With the launch of the “Technest” Scholarship Program in 2023 at the International Olympiad training camp, after hard trainings Fuad and Aykhan are playing a permutation puzzle game. Fuad challenges Aykhan to create a special sequence of numbers.
To win the challenge, Aykhan must generate a “composite sum permutation”, a sequence where for every i between 1 and n inclusive, the sum of the first i numbers of the permutation p of size n is always composite.
A positive integer x is considered composite if it has more than two positive integer divisors. For instance, integers like 10,25, and 222 are composite, while 1,3,31,89,97, and 13 are not.
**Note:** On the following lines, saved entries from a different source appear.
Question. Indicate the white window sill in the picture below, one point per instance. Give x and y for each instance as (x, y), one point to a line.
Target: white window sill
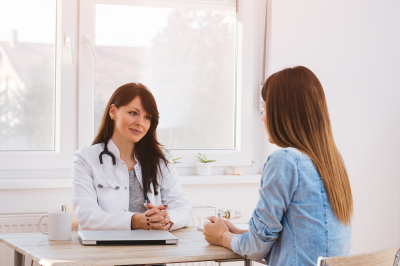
(39, 183)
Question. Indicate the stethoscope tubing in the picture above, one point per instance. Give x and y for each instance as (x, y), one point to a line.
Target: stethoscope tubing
(107, 152)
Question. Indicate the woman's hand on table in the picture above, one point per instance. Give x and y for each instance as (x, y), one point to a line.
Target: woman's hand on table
(155, 218)
(217, 232)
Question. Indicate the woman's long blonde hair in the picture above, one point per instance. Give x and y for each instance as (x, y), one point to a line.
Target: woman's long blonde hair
(297, 116)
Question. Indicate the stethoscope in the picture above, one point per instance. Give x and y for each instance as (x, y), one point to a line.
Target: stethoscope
(107, 152)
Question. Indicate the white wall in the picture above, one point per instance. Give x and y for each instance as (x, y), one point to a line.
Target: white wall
(354, 49)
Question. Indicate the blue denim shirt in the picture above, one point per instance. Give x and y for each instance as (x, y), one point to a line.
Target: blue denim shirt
(293, 222)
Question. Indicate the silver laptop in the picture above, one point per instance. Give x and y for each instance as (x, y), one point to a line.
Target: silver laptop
(127, 237)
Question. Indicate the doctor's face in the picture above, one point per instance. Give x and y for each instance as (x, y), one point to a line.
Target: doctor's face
(131, 121)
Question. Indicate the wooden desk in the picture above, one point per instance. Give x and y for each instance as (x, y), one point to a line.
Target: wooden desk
(190, 248)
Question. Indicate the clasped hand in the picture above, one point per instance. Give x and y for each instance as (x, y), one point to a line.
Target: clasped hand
(155, 218)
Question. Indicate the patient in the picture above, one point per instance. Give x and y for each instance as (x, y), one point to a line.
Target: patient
(305, 206)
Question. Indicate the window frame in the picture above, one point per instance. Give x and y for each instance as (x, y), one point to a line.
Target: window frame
(246, 155)
(56, 163)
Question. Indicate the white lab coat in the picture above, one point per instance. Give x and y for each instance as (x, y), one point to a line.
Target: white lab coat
(108, 209)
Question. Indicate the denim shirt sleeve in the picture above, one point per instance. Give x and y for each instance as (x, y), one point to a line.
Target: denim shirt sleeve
(279, 181)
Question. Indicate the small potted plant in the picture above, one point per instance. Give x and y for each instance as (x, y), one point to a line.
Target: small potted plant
(204, 165)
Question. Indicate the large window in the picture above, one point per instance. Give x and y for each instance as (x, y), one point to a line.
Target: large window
(186, 57)
(64, 59)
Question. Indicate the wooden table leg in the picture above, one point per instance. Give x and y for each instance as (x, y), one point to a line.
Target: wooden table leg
(248, 262)
(19, 259)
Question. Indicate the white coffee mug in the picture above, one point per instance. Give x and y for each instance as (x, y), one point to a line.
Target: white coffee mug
(59, 225)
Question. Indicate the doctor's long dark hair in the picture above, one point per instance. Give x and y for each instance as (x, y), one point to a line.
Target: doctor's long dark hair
(148, 150)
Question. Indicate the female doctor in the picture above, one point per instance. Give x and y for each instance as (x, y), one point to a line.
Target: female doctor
(125, 180)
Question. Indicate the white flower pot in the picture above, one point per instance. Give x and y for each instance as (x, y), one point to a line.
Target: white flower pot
(204, 168)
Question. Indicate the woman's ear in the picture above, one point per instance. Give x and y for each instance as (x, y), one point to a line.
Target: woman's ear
(112, 112)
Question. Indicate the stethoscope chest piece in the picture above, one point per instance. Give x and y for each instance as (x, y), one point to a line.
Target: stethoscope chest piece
(107, 152)
(101, 186)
A sequence of positive integers p=p1,p2,...,pn is defined as a permutation of length n if it contains every integer between 1 and n inclusive exactly once.
We’ll call a permutation p=p1,p2,...,pn a “composite sum permutation” if, for every index i between 1 and n inclusive, the sum of the first i elements of p, denoted as p1+p2+...+pi, is a composite number.
Help Aykhan to generate the required permutation by writing a program.
One single integer n (1≤n≤100).
If no composite sum permutation of length n exists, print a single integer −1.
Otherwise, print n integers p1,p2,...,pn such that p=p1,p2,...,pn is a “composite sum permutation”.
If there are multiple composite sum permutations of length n, you may print any of them.
In the first example for n=3, there is no answer.
In the second example for n=4, we can generate permutation “4 2 3 1”. Compute the prefix sums: “4,6,9,10”. Each of these sums is composite: 4=2⋅2,6=2⋅3,9=3⋅3,10=2⋅5".
This task consists of the following subtasks. If all tests of a subtask are passed, you will earn points for that subtask.
(25 points): n≤10;
(75 points): no additional constrains;